The Supreme Court’s 2012 verdict in the Rameshbhai Dabhai Naika versus State of Gujarat case holds that there was no “inflexible rule of general application” that in every case of inter-caste marriage in which the mother belonged to a Scheduled Caste/Scheduled Tribes community, the child should take his father’s caste.
The verdict stated:
“It is open to the child of such marriage to lead evidence to show that he/she was brought up by the mother who belonged to the Scheduled Caste/Scheduled Tribe. By virtue of being the son of a forward caste father he did not have any advantageous start in life but on the contrary suffered the deprivations, indignities, humilities and handicaps like any other member of the community to which his/her mother belonged. Additionally, that he was always treated as a member of the community to which her mother belonged not only by that community but by people outside the community as well.”

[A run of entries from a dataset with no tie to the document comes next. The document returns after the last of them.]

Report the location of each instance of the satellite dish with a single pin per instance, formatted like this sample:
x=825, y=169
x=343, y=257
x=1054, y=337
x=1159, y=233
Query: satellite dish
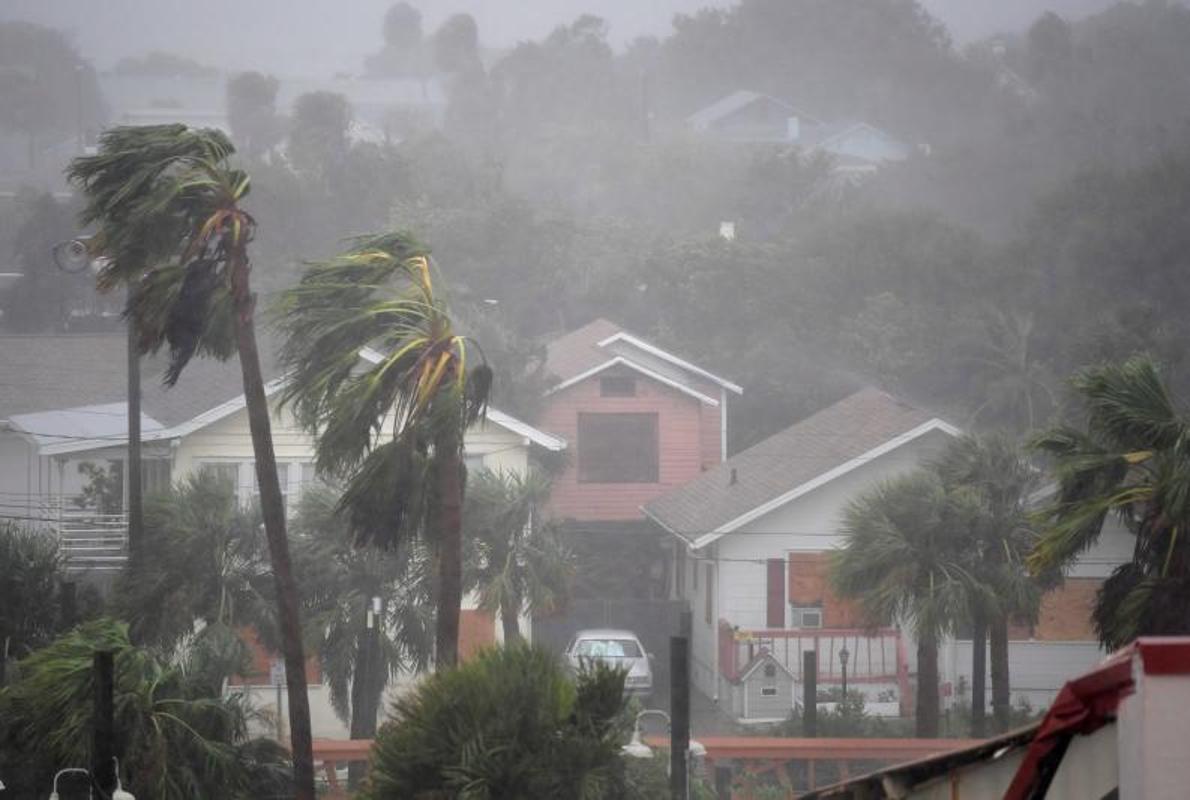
x=74, y=256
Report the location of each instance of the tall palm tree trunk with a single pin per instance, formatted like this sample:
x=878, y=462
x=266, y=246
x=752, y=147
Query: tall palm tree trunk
x=1001, y=701
x=449, y=479
x=978, y=674
x=511, y=623
x=927, y=686
x=367, y=689
x=273, y=510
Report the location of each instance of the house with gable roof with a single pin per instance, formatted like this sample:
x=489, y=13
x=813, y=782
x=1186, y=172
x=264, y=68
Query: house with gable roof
x=755, y=537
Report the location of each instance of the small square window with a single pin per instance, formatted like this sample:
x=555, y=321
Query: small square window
x=618, y=386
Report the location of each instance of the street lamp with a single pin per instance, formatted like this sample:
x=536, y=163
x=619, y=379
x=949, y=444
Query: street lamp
x=843, y=658
x=118, y=794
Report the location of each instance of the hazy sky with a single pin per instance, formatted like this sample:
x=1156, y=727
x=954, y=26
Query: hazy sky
x=317, y=37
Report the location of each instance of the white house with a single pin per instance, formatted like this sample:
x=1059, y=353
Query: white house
x=62, y=404
x=752, y=537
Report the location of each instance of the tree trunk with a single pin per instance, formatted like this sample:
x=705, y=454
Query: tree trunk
x=508, y=618
x=273, y=508
x=367, y=689
x=1001, y=699
x=449, y=479
x=136, y=502
x=978, y=674
x=927, y=686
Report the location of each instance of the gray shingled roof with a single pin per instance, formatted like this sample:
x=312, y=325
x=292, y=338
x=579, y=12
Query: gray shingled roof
x=785, y=461
x=56, y=372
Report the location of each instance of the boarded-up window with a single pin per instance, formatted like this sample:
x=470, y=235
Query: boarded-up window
x=776, y=593
x=809, y=587
x=709, y=606
x=618, y=449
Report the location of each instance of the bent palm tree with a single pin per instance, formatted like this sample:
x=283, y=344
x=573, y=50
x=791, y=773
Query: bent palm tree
x=361, y=649
x=517, y=562
x=994, y=468
x=903, y=560
x=170, y=223
x=1132, y=460
x=380, y=294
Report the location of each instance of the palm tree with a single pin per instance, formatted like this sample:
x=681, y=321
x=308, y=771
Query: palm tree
x=361, y=649
x=507, y=724
x=167, y=204
x=409, y=483
x=904, y=558
x=1131, y=460
x=177, y=736
x=1003, y=480
x=205, y=562
x=517, y=560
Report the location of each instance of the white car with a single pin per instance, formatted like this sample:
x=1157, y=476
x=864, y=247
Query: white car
x=614, y=648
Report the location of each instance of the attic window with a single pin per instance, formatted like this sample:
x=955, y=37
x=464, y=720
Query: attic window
x=618, y=386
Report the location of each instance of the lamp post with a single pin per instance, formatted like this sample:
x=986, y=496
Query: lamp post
x=843, y=658
x=638, y=749
x=119, y=793
x=75, y=256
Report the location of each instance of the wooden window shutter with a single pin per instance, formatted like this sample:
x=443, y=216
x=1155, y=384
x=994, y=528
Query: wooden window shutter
x=776, y=593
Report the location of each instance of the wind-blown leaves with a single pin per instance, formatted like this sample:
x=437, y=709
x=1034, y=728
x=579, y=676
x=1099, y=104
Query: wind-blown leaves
x=1132, y=462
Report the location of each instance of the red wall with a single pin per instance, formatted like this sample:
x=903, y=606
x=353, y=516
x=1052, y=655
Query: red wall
x=689, y=441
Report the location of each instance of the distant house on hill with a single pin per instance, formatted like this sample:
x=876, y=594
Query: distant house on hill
x=749, y=117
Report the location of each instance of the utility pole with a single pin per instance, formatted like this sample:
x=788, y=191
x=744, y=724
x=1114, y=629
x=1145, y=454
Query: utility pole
x=136, y=505
x=680, y=716
x=809, y=693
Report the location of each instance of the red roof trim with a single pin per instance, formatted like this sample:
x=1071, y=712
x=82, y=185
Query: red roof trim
x=1090, y=701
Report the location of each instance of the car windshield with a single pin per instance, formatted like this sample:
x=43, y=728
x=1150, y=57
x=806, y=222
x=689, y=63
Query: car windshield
x=608, y=649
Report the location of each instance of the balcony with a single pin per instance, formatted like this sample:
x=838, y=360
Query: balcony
x=877, y=663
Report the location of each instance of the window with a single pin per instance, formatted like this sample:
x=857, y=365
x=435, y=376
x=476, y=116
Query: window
x=709, y=606
x=618, y=449
x=806, y=617
x=618, y=386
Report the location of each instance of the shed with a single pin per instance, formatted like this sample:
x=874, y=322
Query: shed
x=764, y=689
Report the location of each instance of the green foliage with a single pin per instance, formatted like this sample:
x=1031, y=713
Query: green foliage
x=517, y=560
x=104, y=489
x=338, y=582
x=204, y=564
x=176, y=737
x=29, y=591
x=1128, y=460
x=507, y=724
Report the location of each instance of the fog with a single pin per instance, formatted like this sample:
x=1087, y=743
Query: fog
x=325, y=36
x=756, y=320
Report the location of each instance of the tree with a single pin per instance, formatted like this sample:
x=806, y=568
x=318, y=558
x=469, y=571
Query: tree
x=1003, y=481
x=380, y=294
x=456, y=44
x=361, y=649
x=204, y=566
x=404, y=47
x=318, y=133
x=177, y=736
x=45, y=88
x=252, y=112
x=29, y=592
x=44, y=297
x=167, y=202
x=518, y=562
x=904, y=560
x=1128, y=460
x=507, y=724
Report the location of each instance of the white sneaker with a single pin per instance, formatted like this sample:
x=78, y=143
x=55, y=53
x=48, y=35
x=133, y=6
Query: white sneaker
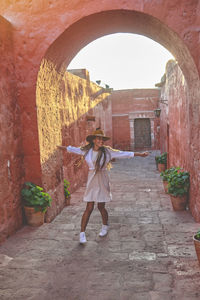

Further, the court further noted:
“A presumption in favour of every child taking his father’s dominant caste was almost impractical. On this point, the court illustrated the case of a pregnant tribal or Scheduled Caste woman, abandoned by her forward caste husband, who would go back to her people and community.”
A life of deprivation
This is precisely what happened in Radhika’s case. Abandoned by her husband for being Dalit, she brought up her kids in the same life of relentless labour, deprivation and humiliation that she herself had known. After all, her own life in a Vaddera home was not one of privilege but one of a domestic slave, a forced child labourer. Anjani gave her own birth children the best education - but Radhika received no comparable education, and Rohith Vemula and his brothers had to work as construction labourers or domestic workers in order to fund their own higher education.
Vemula and his siblings, as well as their mother Radhika, were expected to work as free labour in Anjani’s house, as the Hindustan Times investigative report establishes:
“’Rohith would hate to go to his grandmother’s house because every time they went, his mother would start working like a maid,’ Riyaz says….in Radhika’s absence, her children would have to take over the housework. This practice of summoning Rohith’s family for housework continued even after they moved into an independent one-room house a kilometre away.”
Only in November, Prime Minister Narendra Modi referred to Dr BR Ambedkar as the “son of a Dalit mother”. Rohith Vemula too is a son of a Dalit mother, and the BJP should stop showing displaying their patriarchal casteist minds, which assume that child bears the caste of a father who abandoned him, not that of the mother who bore him and brought him up. Modi likes to call himself “ati pichde parivar mein paida hua gareeb ma ka beta” (son of a poor mother, born in an extremely backward household). If only he had the grace to show respect for Vemula’s struggle as a son of a poor Dalit mother, brought up in a Dalit household.
In a post on his Facebook wall, Vemula once published a picture of his mother’s sewing machine. He said, “This was the main bread-earner for our home before I started getting” a fellowship.
It’s clear that Vemula wanted to strongly assert his mother’s identity and her struggle. It is time the Sangh Parivar and BJP realised that “Maa” is not just an empty honorific to be used rhetorically to suggest national identity (Maa Bharti ka Laal and the like). A mother is someone whose labour ̶ literally, right from the nine months of labour in the womb to the entire process of upbringing ‒ defines a child. Rohith was not Maa Bharti ka Laal. He was a son of his mother Radhika, a sharer of her sufferings, humiliations and whose labour have given birth to him, fed and educated him.
Don’t disrespect and slander Maa Radhika, Mr Modi.
Kavita Krishnan is a politburo member of the Communist Party of India (Marxist-Leninist) Liberation, secretary of the All India Progressive Women Association, and a former joint secretary of the JNU Students’ Union.